Amanda, a few things in response…
1.) I was just having this conversation with someone over the weekend, ironically. Our discussion was this: What separates traditional print media from any “regular Joe”? Put another way, 10 years ago (only), what made a daily newspaper the pillar of journalism was quite literally the power of the press. The huge investment in infrastructure, with respect to the printing presses themselves, the distribution channels, access to the elite journalists, etc. In an online world, the playing field is leveled. There is no infrastructure cost. The cost to produce nytimes.com is no different than the cost to “produce” tomnixonnewsoftheday.com. So, think 10 years from today…Why would the news consumers of tomorrow need daily newspaper (websites) at all, and will there be any residual legacy affinity to traditional print media, such as yours to the Times or Journal in the way you described it? Seems doubtful.

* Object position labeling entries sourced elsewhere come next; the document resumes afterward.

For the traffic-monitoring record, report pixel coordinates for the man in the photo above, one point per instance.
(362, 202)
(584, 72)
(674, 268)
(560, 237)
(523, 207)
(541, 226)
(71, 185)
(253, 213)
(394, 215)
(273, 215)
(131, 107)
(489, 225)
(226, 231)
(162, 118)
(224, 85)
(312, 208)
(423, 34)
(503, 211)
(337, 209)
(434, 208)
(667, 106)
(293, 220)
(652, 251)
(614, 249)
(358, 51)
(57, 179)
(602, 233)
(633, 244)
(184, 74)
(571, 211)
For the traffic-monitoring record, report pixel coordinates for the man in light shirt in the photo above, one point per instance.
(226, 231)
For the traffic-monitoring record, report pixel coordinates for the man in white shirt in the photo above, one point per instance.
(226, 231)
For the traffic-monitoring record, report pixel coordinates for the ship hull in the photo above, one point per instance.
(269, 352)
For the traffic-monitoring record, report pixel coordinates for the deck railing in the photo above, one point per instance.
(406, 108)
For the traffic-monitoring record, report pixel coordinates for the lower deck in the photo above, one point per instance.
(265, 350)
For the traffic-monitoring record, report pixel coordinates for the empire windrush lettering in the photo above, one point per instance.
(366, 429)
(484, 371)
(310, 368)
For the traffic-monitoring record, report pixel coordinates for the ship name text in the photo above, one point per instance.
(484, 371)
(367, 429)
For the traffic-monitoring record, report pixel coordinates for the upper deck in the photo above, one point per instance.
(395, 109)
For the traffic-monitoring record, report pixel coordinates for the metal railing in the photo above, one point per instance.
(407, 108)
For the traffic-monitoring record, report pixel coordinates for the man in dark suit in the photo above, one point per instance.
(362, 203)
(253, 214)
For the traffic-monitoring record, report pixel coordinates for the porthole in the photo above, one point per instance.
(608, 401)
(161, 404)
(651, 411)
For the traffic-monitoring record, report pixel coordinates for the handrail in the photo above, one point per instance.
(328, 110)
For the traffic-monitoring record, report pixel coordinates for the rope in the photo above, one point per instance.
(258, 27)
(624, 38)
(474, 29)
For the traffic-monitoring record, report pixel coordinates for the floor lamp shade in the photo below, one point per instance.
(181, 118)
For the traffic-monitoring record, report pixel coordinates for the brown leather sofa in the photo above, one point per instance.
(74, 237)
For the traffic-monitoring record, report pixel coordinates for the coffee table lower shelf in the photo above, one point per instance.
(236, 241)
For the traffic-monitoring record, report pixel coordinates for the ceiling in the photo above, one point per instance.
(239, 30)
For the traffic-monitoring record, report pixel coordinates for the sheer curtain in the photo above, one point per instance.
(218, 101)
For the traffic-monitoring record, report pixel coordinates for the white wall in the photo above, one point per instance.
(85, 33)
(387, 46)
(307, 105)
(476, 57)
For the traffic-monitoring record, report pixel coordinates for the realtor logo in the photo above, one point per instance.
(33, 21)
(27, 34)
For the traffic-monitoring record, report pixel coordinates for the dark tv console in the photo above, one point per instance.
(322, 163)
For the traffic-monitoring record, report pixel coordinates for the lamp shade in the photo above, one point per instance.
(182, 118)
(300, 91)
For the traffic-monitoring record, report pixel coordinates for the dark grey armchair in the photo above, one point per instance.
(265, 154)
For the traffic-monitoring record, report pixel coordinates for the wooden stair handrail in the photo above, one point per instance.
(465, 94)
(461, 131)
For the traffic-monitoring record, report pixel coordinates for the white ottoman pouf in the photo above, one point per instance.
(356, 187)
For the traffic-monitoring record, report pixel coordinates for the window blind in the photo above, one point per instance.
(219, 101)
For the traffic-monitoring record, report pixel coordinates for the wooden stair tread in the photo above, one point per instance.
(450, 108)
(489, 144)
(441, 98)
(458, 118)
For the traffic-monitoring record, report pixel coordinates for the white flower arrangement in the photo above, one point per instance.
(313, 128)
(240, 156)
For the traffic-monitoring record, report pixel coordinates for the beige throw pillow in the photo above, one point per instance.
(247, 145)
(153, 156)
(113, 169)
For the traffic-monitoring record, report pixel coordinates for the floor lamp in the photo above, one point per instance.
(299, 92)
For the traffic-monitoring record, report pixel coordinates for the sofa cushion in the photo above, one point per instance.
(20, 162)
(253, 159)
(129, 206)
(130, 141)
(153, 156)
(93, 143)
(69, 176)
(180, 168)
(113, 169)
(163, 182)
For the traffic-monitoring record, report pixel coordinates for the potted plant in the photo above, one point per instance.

2.) What seems to be thriving are both media and businesses serving very targeted and specific niches. Trade journals are one example. Community-based websites are another. Perhaps what is really dying or struggling is a generalist business model, one that aims to deliver all kinds of news to all sorts of people. Look at today’s sections of your daily newspapers. Can’t one get better sports at espn.com, better gossip at perezhilton.com, better world news at cnn.com, and so on? Again, look 10 years into the future. Won’t today’s grade schoolers, raised on the Internet, look around when they become news consumers and wonder why we’re going to dailynewspaper.com instead of some more targeted, more devoted news source on a given area of subject matter?
3.) Still struggling with the “fair and balanced” issue, but I’ll reserve those comments for my political blog.